An owner's engineer represents the owner of a project during design, development, and construction. In the case of the Xayaburi dam, Pöyry is comfortably in bed with the owners. It may well be asked why the MRC experts did not query such a cozy arrangement, which hardly measures up to the need to comply with international standards of monitoring due diligence.
“The Pöyry Company reaped a lucrative eight-year reward for its deceptive behavior as a consultant. This is an outrage,” said Otto Bruun, a Finland- based Friends of the Earth campaign coordinator.
A spokesman for Poyry Energy in Bangkok denied there was any conflict of interest.
The Luang Prabang dam - a “second Xayaburi dam” – is about to be launched in 2020 with mostly the same cast of companies, the same Thai developer Ch. Karnchang and their partner Poyry Energy.
A six- month regional consultative process with all four member states and other stakeholders is just drawing to a close. The MRC technical review process has again identified numerous risks to the ecosystem, and the need for stringent plans for dam safety.
“The potential to impact a UNESCO World Heritage site further emphasizes the need to adopt the very highest standards of dam safety and emergency warning for this project, according to a key passage of the MRC document.
But serious doubts have already been raised about the standards of the developers and Poyry that have yet to be resolved.
Seismologist Punya Churasiri, who called attention to the danger to Luang Prabang, was originally hired as an earthquake consultant by the Thai company but the developers turned away from funding a seismology investigation proposed by the scientist and opted for a faster track modelling report carried out by the staff of the Asian Institute of Technology.
“A Seismic Hazard Study assessment was elaborated at the Asian Institute of Technology based on seismic hazard analysis concepts,” according to the MRC technical review section of the Luang Prabang dam proposal, “and seismotectonic investigations to locate the Dien Bien Phu fault, which passes close to the Xayaburi site and which is capable of producing large earthquakes”
Punya, formerly head of Chulalungkorn University’s Research Unit for Earthquake and Tectonics Geology of Mainland Southeast Asia. was not impressed. “Ch Karnchang employs many geological engineers from AIT (Asian Institute of Technology) but they have no expertise on earthquakes, that is just not enough,” he wrote.
Measuring the capacity of dam walls for earthquake resistance was the prime purpose of AIT specialists but seismology is also concerned with a wider range of threats. “a cascade of dams that can trigger reservoir-induced seismicity” also has to be investigated.
A Disaster Location?
With so many safety issues and a flood of environmental objections, why choose such a sensitive high-risk site brimming with potential as the location for the next dam disaster?
“All this process is at best attempting to mitigate entirely unnecessary damage due to the flawed choice of the dam site,” said WWF water security and hydropower consultant Jian-Hua Meng, who sees the underlying assumption of the MRC consultation as flawed. “Many less-ecologically and less-culturally sensitive sites could have been developed faster, and with significantly less risk to food security of the downstream countries.
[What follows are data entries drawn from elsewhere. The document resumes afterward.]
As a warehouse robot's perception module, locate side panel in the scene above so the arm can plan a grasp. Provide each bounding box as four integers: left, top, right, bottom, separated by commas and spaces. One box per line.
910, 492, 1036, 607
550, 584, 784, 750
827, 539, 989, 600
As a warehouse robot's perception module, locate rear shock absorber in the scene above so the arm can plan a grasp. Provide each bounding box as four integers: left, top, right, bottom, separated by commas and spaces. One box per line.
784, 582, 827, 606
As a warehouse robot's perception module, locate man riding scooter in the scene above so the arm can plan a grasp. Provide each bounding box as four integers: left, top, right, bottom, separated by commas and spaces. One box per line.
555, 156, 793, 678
It is an irresponsible gamble. “
Mekong specialist and University of Sydney Emeritus Professor in Human Geography Dr. Philip Hirsch told this reporter that: “In 40 years of visiting dams, I have yet to see a dam on a tropical river where mitigation has worked.”
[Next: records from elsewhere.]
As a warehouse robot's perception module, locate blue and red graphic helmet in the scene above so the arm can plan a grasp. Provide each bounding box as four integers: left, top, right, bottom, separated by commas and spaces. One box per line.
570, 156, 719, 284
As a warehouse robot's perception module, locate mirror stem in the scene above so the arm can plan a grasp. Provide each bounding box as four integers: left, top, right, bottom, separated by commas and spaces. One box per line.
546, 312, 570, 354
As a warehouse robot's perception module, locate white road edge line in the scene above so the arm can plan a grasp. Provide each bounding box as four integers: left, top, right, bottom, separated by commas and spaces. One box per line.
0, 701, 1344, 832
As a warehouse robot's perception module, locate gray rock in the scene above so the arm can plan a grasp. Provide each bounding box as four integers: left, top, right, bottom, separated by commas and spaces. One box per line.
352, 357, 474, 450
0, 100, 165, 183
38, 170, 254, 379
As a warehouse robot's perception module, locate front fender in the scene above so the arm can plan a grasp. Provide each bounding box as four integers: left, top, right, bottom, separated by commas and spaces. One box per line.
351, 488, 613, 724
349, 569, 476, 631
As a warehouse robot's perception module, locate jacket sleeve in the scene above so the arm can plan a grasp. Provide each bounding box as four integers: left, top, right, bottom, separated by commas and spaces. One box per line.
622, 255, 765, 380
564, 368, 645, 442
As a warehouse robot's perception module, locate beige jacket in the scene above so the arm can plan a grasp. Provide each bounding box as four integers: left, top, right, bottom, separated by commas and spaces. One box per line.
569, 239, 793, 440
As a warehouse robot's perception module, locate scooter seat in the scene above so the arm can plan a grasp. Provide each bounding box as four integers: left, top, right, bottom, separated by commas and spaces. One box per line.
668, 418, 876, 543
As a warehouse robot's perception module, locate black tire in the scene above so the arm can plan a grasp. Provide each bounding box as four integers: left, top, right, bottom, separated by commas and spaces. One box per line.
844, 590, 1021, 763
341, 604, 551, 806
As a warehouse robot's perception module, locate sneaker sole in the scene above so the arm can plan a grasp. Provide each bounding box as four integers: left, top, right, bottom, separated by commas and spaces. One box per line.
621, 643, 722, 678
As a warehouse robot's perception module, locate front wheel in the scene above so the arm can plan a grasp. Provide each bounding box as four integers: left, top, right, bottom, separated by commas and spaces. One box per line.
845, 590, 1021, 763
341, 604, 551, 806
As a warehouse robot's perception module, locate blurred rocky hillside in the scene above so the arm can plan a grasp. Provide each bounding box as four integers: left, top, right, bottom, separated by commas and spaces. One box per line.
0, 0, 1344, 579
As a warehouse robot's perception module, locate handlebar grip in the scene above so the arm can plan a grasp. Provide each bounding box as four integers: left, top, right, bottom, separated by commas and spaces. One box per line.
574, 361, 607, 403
The MRC is an advisory body with no regulatory powers and all decisions are in the hands of member states. Still, their mandate could encompass setting out benchmarks for unacceptable degree of dam risks and environmental damage and opening up debate on the No Dam option.
Punya’s advice is much clearer. “No dam should go ahead without more detailed study of faultiness, to demonstrate it is safe. If this happened to be a cultural heritage site in Thailand nearby like Luang Prabang, no dam would be allowed to go ahead.”